然后,我们开始研究流行的开源工作流管理平台 ,该平台可处理带有故障和回调策略的 100多个任务,并尝试编写一些任务,并将其部署在GCP中以完成POC。 被考虑的项目是Apache Airflow , Apache Oozie , Luigi , Argo和Azkaban 。

Both Apache Oozie and Azkaban were top projects at that time with the stable release. Oozie is a reliable workflow scheduler system to manage Apache Hadoop jobs. Oozie is integrated with the rest of the Hadoop stack supporting several types of Hadoop jobs out of the box (such as Java map-reduce, Streaming map-reduce, Pig, Hive, Sqoop, and Distcp) as well as system-specific tasks (such as Java programs and shell scripts).

稳定版发布时,Apache Oozie和Azkaban都是当时的顶级项目。 Oozie是一个可靠的工作流计划程序系统,用于管理Apache Hadoop作业。 Oozie与其余Hadoop堆栈集成在一起,支持开箱即用的几种类型的Hadoop作业(例如Java map-reduce ,Streaming map-reduce,Pig,Hive,Sqoop和Distcp)以及特定于系统的任务(例如Java程序和Shell脚本)。

Image for post
Apache Oozie Job Browser
Apache Oozie作业浏览器

Still, with Oozie, we had to deal with XML definitions or had to zip a directory which contains the task-related dependencies, development workflow wasn’t as convincing as Airflow. Instead of managing multiple directories of XML configs and worrying about the dependencies between directories, the option to write python code can be tested, and since it’s a code all the software best practices can be applied to it.

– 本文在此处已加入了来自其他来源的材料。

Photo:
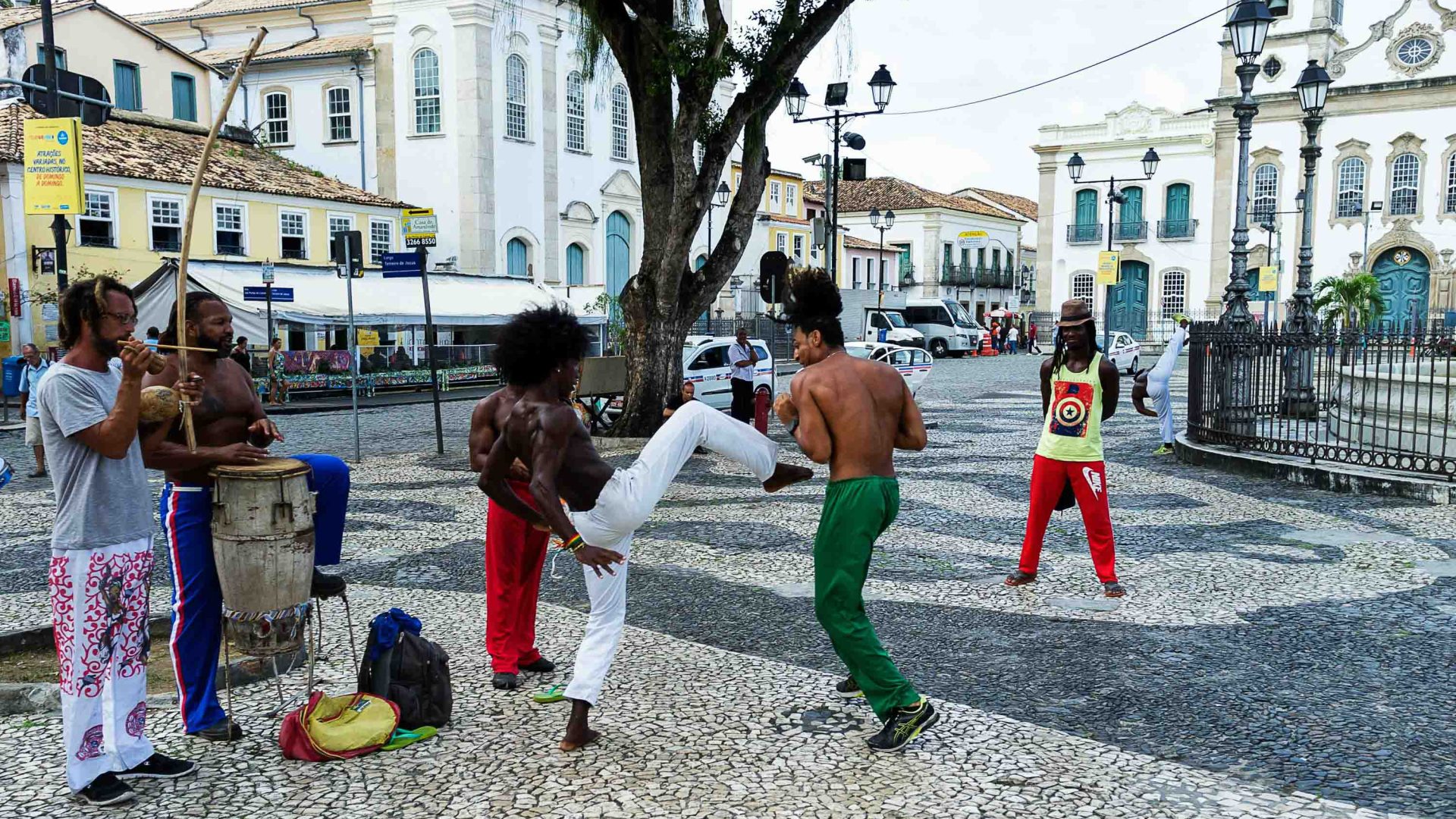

仍然,对于Oozie,我们必须处理XML定义或压缩包含与任务相关的依赖关系的目录,开发工作流程并不像Airflow那样令人信服。 无需管理XML配置的多个目录并担心目录之间的依赖关系,而是可以测试编写python代码的选项,并且由于它是一种代码,因此可以将所有软件最佳实践应用于该代码。

Image for post
Azkaban Flow
阿兹卡班流

Azkaban has distributed multiple-executor mode and beautiful UI visualizations, option to retry failed jobs, good alerting options are available, can track user actions, i.e. auditing was available, but since the workflows are defined using property files finally, we didn’t consider this option.

Azkaban已分发了多个执行程序模式和精美的UI可视化效果,可以选择重试失败的作业,可以使用良好的警报选项,可以跟踪用户操作,即可以进行审核,但是由于最终使用属性文件定义了工作流程,因此我们没有考虑此选项。

Luigi was promising since the deployment in Kubernetes was so simple, and it handles dependency resolution, workflow management, visualization, handling failures, command line integration, and much more.

Luigi很有前途,因为在Kubernetes中的部署是如此简单,它可以处理依赖关系解析,工作流管理,可视化,处理故障,命令行集成等。

Image for post
Luigi Task Status
路易吉任务状态

But re-running old tasks or pipelines was not clear, i.e. No option to retrigger the tasks. Since it uses the cron feature to schedule we have to wait for Luigi scheduler to schedule it again after updating the code where Airflow has its own scheduler hence we can retrigger the dag using Airflow CLI or UI.

但是重新运行旧任务或管道并不清楚,即没有重新触发任务的选项。 由于它使用cron功能进行计划,因此我们必须等待Luigi计划程序在更新代码后重新安排它,其中Airflow拥有自己的计划程序,因此我们可以使用Airflow CLI或UI重新触发dag。

Luigi being cron scheduler scaling seem difficult whereas in Airflow the Kubernetes executor was very promising. Creating a task was not as simple as Airflow, also maintaining the dag is a bit difficult as there were no resources for dag versioning.

Luigi作为cron调度程序的扩展似乎很困难,而在Airflow中,Kubernetes执行器非常有前途。 创建任务并不像Airflow那样简单,而且维护dag有点困难,因为没有用于dag版本控制的资源。

Image for post
Comparison Between Luigi, Airflow & Oozie on the basis of Features
Luigi,Airflow和Oozie之间基于功能的比较

Finally, it was down to Airflow and Argo:

最后,归结为Airflow和Argo

  • Both are designed for batch workflows involving the directed Acyclic Graph (DAG) of tasks.

    两者都是为涉及任务的有向无环图(DAG)的批处理工作流而设计的。
  • Both provide flow control for error handling and conditional logic based on the output of upstream steps.

    两者都基于上游步骤的输出提供错误处理和条件逻辑的流控制。
  • Both have a great community and actively maintained by a community of contributors.

    两者都有一个伟大的社区,并由贡献者社区积极维护。

为什么选择Airflow而不是Argo? (Why choose Airflow over Argo?)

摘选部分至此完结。